Eine weitere Woche in Madrid ist vergangen und so langsam stellt sich das Gefühl ein, anzukommen. Wirklich viel ist nicht passiert, Routine sei Dank, aber dennoch kommen stets neue Eindrücke hinzu.

Uni: Nun, die Uni ist nicht gerade auf dem anspruchvollsten theoretischen Niveau, nach wie vor warte ich auf neue Erkenntnisse, doch diese kommen einfach nicht. Dafür ist die Lehre nach wie vor sehr praktisch, der Umgang mit diversen Programmen für die Arbeit mit Bild/Ton/Animation wird genauso geschult, wie z.B. die Handhabung von professionellen Kameras. Das wirkt zwar nicht sehr akademisch, aber ist dennoch für den Bereich der Kommunikationswissenschaft und Öffentlichkeitsarbeit wichtig, um ein Gefühl für Produkte und Arbeit zu erhalten, was in Deutschland oft nicht der Fall ist.

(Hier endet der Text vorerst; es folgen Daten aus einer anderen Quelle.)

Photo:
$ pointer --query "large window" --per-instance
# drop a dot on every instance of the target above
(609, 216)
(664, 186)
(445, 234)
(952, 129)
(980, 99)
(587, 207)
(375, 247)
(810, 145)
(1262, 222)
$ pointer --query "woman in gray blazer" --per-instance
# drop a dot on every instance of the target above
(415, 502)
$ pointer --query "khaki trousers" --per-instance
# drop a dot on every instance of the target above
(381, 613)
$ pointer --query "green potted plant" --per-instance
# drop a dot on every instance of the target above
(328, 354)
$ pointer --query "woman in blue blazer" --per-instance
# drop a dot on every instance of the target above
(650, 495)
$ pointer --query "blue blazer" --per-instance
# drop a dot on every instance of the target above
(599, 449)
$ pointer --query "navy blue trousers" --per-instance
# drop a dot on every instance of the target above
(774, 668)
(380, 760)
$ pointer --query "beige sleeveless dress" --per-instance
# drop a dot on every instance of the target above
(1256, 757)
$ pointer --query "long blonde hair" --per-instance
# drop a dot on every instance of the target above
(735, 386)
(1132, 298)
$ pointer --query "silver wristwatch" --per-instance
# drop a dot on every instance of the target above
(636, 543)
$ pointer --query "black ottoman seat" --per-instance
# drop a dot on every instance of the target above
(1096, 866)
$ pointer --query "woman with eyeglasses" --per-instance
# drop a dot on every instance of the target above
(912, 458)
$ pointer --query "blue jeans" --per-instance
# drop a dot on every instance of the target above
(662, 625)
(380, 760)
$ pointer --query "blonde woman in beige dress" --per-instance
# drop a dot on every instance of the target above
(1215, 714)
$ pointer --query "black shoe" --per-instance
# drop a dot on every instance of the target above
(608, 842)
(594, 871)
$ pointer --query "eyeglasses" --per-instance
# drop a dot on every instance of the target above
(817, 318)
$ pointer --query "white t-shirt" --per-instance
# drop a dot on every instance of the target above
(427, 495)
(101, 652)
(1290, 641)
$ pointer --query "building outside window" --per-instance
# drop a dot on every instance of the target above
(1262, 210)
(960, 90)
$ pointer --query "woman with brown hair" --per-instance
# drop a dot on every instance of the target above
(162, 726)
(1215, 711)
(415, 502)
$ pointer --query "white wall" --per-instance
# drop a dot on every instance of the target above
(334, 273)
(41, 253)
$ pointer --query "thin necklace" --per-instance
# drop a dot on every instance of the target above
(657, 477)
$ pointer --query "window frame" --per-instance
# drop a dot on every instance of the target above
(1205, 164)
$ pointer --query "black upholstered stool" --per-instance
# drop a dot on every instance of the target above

Ausgehen: Ich denke, es wird tatsächlich zur Tradition hier, mittwochs Montaditos (kleine belegte Brötchen) für je einen Euro zu essen, auch wenn es im Lokal stets brechend voll ist und man sehr viel Glück haben muss, um einen Sitzplatz zu erhalten. Dennoch empfehlenswert und vor allem lecker.
Was das Nachtleben betrifft kommen recht wenige Überraschungen – man feiert ausgelassen und lang bis in die Morgenstunden. Obwohl es verboten ist, auf der Straße Alkohol zu trinken, wird nachts auf den großen Plätzen der Stadt immer irgendwo ein Botellón stattfinden, also das kollektive Vortrinken. Interessant ist, dass Migranten sich etwas dazuverdienen, indem sie auf den besagten Plätzen Bier für einen Euro verkaufen – die Polizei unternimmt dagegen nichts.
Kurz vor Madrid befindet sich die Diskothek „Fabrik„, die vom DJ Mag auf Platz zwei der Welt bewertet wurde. Dort war ich also, um mir Martin Solveig (größter Hit: Hello) anzuschauen.

Im Grunde war es eine riesige Diskothek mit schönem großen Außenbereich, 5000 Menschen passen hinein und die Getränke kosten zehn Euro. Auf jeden Fall einen Besuch wert, aber es fühlte sich nicht wie der zweitbeste Ort zum Feiern an.
Dennoch war die Party lang und ausgelassen und mit dem Aufwachen hatte ich das unstillbare Bedürfnis nach spanischen Schinkenkroketten – die puren Kalorienbomben, definitiv prädestiniert als Katerfrühstück!
Das Gute an Madrid ist das Angebot – in den kommenden Wochen werden u.a. auch die Chemical Brothers, LMFAO und Paul Kalkbrenner auftreten.

Kultur: Da man ja nicht nur Feiern kann, bzw. es nicht sollte, habe ich das Nationalmuseum Prado besucht. Der Eintritt ist für Schüler und Studenten bis 25 Jahren kostenlos! Man bekommt ein unglaublich großes Kunstangebot, u.a. kann man Werke von Rembrandt, Dürer und Botticelli bestaunen. Über 3000 Gemälde hängen im Prado, natürlich habe ich mir nur einen Bruchteil ansehen können, aber der Besuch wird auf jeden Fall wiederholt – es kostet mich ja schließlich nichts!